The NUG established Interim University Councils soon after the coup, aimed at providing alternative education to students that mirrors or is drawn from the curriculum of three of the medical universities. These councils are now involved in delivering some of the NUG’s online training offerings.
One council, known as the Interim University Council, University of Medicine (1) Yangon, lists on its website a six-year M.B.B.S. medical degree including clinical placements at major junta-run teaching hospitals in Yangon. In practice, the councils are unable to deliver placements or practical training for doctors and their course offerings for medicine remains limited.
The NUG health ministry has also been providing regular health education programmes, including exams, the report said. It’s not yet providing full length degrees, but the NUG’s Interim Council of Myanmar Nursing and Midwifery Training Schools recently announced the graduation of 63 Ladies Health Visitors, health workers who provide maternal child health and other services to women in their home. The 63 graduates had all attended a nine-month course online.
The NUG health ministry has also stepped in to issue temporary graduation certificates to medical students who were supposed to graduate from their medical degrees in mid-2021, but who left university after the coup without finishing their final clinical placements or attending their graduation ceremony.
NUG health minister Dr Zaw Wai Soe told the 21st International Conference on Emergency Medicine in Melbourne remotely in June that successive military rulers in Myanmar had left a legacy of poverty, inequality and the most inadequate healthcare and education systems in the world.
“We cannot return to the dark ages,” Zaw Wai Soe told the gathering. “We are fighting not only for freedom and democracy; we are fighting for justice and rights, rights to vaccines, rights to education.”
The NUG’s Interim President’s Office declined to comment further on the health ministry’s training activities.

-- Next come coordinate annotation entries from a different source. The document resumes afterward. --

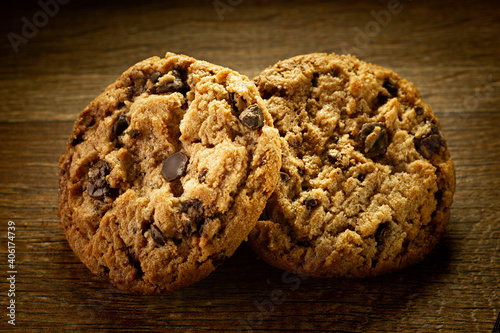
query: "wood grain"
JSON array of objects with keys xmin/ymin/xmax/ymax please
[{"xmin": 0, "ymin": 0, "xmax": 500, "ymax": 332}]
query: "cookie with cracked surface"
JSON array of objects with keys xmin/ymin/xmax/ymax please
[
  {"xmin": 249, "ymin": 54, "xmax": 455, "ymax": 277},
  {"xmin": 58, "ymin": 53, "xmax": 281, "ymax": 294}
]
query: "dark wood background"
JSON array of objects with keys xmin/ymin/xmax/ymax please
[{"xmin": 0, "ymin": 0, "xmax": 500, "ymax": 332}]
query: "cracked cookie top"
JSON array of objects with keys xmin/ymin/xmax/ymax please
[
  {"xmin": 249, "ymin": 54, "xmax": 455, "ymax": 277},
  {"xmin": 58, "ymin": 53, "xmax": 281, "ymax": 294}
]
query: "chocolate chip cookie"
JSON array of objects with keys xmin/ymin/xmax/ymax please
[
  {"xmin": 58, "ymin": 53, "xmax": 281, "ymax": 294},
  {"xmin": 249, "ymin": 54, "xmax": 455, "ymax": 277}
]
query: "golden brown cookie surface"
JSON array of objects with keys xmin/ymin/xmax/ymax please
[
  {"xmin": 59, "ymin": 53, "xmax": 281, "ymax": 294},
  {"xmin": 249, "ymin": 54, "xmax": 455, "ymax": 277}
]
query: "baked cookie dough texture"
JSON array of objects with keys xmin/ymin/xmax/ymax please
[
  {"xmin": 59, "ymin": 53, "xmax": 281, "ymax": 294},
  {"xmin": 58, "ymin": 53, "xmax": 455, "ymax": 294},
  {"xmin": 249, "ymin": 54, "xmax": 455, "ymax": 277}
]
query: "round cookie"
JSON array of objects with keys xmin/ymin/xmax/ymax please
[
  {"xmin": 58, "ymin": 53, "xmax": 281, "ymax": 294},
  {"xmin": 249, "ymin": 54, "xmax": 455, "ymax": 277}
]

Prior the coup, Dr Ye Kyaw Thu* returned to postgraduate study to train as a psychiatrist at the University of Medicine (2) in Yangon, having previously worked at the Public Health Department at Hpa-an in Kayin State as a medical officer. He supports the CDM, and since the coup has refused to attend university and gone into hiding.
Ye Kyaw Thu told Frontier that he was participating in an online training course provided by CDM health professionals, with classes two days a week. He said he is grateful to be able to continue his medical education even though he is doing so while hiding from junta security forces.
“Many medical students, including me, have created a Facebook group to be able to continue our medical education. It enables us to study all the time,” Ye Kyaw Thu said, adding that eight of the 14 postgraduate students in his course are boycotting classes.
Prior to the coup, Myanmar health professionals and health authorities were trying to get the country’s six universities of medicine included on the World Accreditation Institute’s list of universities of medicine, but now their efforts are in vain.
“Before the coup, I was aware that two of the six universities of medicine, including the military medical university, were on the road to inclusion on the accreditation list,” said Michelle Khine. “Now, it’s all over.”
* denotes the use of a pseudonym upon request for safety reasons.